- Date: 1984–1985
- Medium: Diss tracks
- Status: Ended in 1985 with the release of "The Final Word – No More Roxanne" by the East Coast Crew

Parties
| U.T.F.O.; | Roxanne Shante; |

Works
- "The Real Roxanne"; "Roxanne, Roxanne, Pt. 2: Calling Her A Crab"; "Roxanne's Revenge"; "Bite This"; "Queen of Rox (Shanté Rox On)";

= Roxanne Wars =

Series of hip-hop rivalries in the 1980s

The Roxanne Wars were a series of hip-hop rivalries during the mid-1980s, yielding rap music's first diss record and perhaps the most answer records in history.
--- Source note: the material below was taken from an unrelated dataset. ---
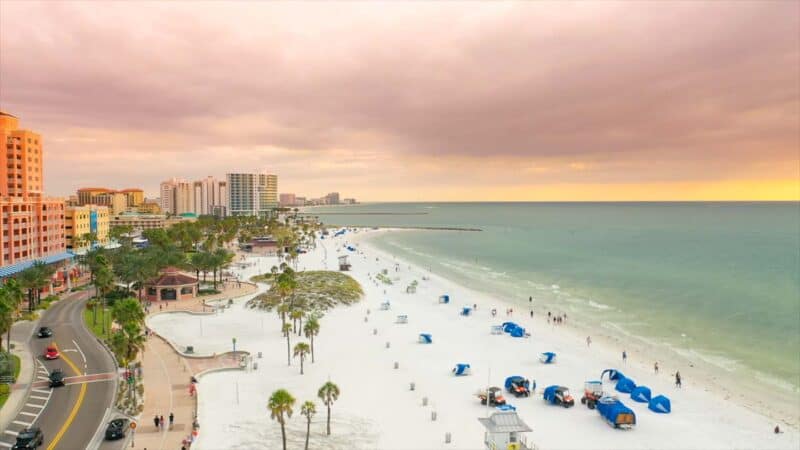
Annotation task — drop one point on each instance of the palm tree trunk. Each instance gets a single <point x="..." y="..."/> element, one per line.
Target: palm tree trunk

It is one of hip-hop's earliest feuds and perhaps the first "rap beef". The dispute arose over a failed appearance at a radio promotional show and primarily involved Roxanne Shante (Lolita Shante Gooden) and the Real Roxanne (Adelaida Martinez).

==History==

=== 1984–1985: Background and "Roxanne's Revenge" ===

In 1984, the hip-hop trio U.T.F.O., produced by the R&B group Full Force, released a single titled "Hanging Out", which did not perform well. However, the single's B side, "Roxanne, Roxanne", a song about a woman who would not respond to their advances, gained much attention and airplay. Soon after, 14-year-old Lolita Shante Gooden was walking outside of the Queensbridge housing project in New York City when she heard Tyrone Williams, disc jockey Mr. Magic and record producer Marley Marl talking about how U.T.F.O. had canceled a show that the men had promoted.
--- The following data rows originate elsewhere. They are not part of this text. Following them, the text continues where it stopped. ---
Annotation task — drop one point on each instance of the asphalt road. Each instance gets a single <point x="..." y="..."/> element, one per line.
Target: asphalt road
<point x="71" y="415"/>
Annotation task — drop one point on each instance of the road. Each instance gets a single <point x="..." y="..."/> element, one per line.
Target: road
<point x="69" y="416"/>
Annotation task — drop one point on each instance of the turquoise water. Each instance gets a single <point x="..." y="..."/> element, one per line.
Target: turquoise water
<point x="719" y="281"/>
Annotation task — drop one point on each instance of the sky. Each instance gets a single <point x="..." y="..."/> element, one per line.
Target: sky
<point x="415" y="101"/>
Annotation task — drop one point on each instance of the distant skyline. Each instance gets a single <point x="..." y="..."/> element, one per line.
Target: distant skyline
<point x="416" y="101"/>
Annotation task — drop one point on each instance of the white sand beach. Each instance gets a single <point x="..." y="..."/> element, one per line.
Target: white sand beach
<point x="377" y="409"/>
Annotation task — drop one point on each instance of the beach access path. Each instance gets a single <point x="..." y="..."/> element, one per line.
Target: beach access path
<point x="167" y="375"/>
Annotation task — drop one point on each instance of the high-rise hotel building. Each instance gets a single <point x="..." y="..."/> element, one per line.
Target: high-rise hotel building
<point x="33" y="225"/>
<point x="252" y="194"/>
Gooden offered to record a hip-hop song that would exact revenge on U.T.F.O. The original "Street Version" was entirely freestyled by Gooden in one seven-minute-long take and recorded on tape in Marl's apartment. The beats were copied from an instrumental version of "Roxanne, Roxanne". The recording was pressed onto 100 initial copies that were rushed into distribution on the streets in late 1984, with Gooden billed as Roxanne Shante. It was confrontational and laced with profanities, but it became an instant hit that sold more than 250,000 copies in the New York area alone. Select Records claimed copyright on the instrumental track, which led Pop Art Records to negotiate an agreement whereby all future copies of "Roxanne's Revenge" would feature a different track. It was re-released in early 1985 with new beats and vocals, and the obscenities removed. The re-release version peaked at No. 22 on the Hot R&B/Hip-Hop Songs chart.
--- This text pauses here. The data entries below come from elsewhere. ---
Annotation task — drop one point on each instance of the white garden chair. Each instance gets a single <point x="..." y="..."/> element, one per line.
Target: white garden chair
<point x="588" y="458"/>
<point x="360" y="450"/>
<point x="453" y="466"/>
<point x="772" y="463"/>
=== 1985: "The Real Roxanne", the Roxanne Wars from beginning to end ===
Following the success of "Roxanne's Revenge", U.T.F.O. and Full Force released "The Real Roxanne", their own answer record. While not directly aimed at Roxanne Shante, this record featured Elease Jack, under the moniker of the Real Roxanne, who was soon replaced by Adelaida Martinez. This version became a hit and caused a flood of Roxanne-related hip-hop records, Over the next year, at least 30 (and more than 100, according to some claims) such records were produced. Some of the most notable include:

- "Sparky's Turn (Roxanne, You're Through)" by Sparky D
- "Roxanne's Doctor—The Real Man" by Dr. Freshh
- "Do the Roxanne" by Dr. Rocx & Co.
- "The Parents of Roxanne" by Gigolo Tony & Lacey Lace
- "I'm Lil Roxanne" by Tanganyika
- "Yo, My Little Sister (Roxanne's Brothers)" by Crush Groove (Note: No connection to Krush Groove.)
- "Rappin' Roxy: Roxanne's Sister" by D.W. and the Party Crew (featuring Roxy)
- "Ice Roxanne" by Little Ice
- "Roxanne's a Man (The Untold Story—Final Chapter)" by Ralph Rolle

The clash between U.T.F.O. and Shante continued in the midst of the trend. Shante released the record "Bite This", which accused U.T.F.O. of copying her style on "The Real Roxanne", and U.T.F.O. released "Roxanne, Roxanne, Pt. 2: Calling Her a Crab", likening Shante to an ape and a crab. Shante's final record of the Roxanne Wars, titled "Queen of Rox (Shante Rox On)", recaps her feud with U.T.F.O. and highlights her skills as a rapper. The Roxanne Wars mostly ended with the 1985 release of "The Final Word—No More Roxanne (Please)" by the East Coast Crew, who pled for artists to cease the trend.

== Legacy ==

The Roxanne Wars helped solidify the careers of multiple rappers, especially those of Roxanne Shante, the Real Roxanne and Sparky D.

In 2017, a musical drama film about Shante's life, Roxanne Roxanne, was released.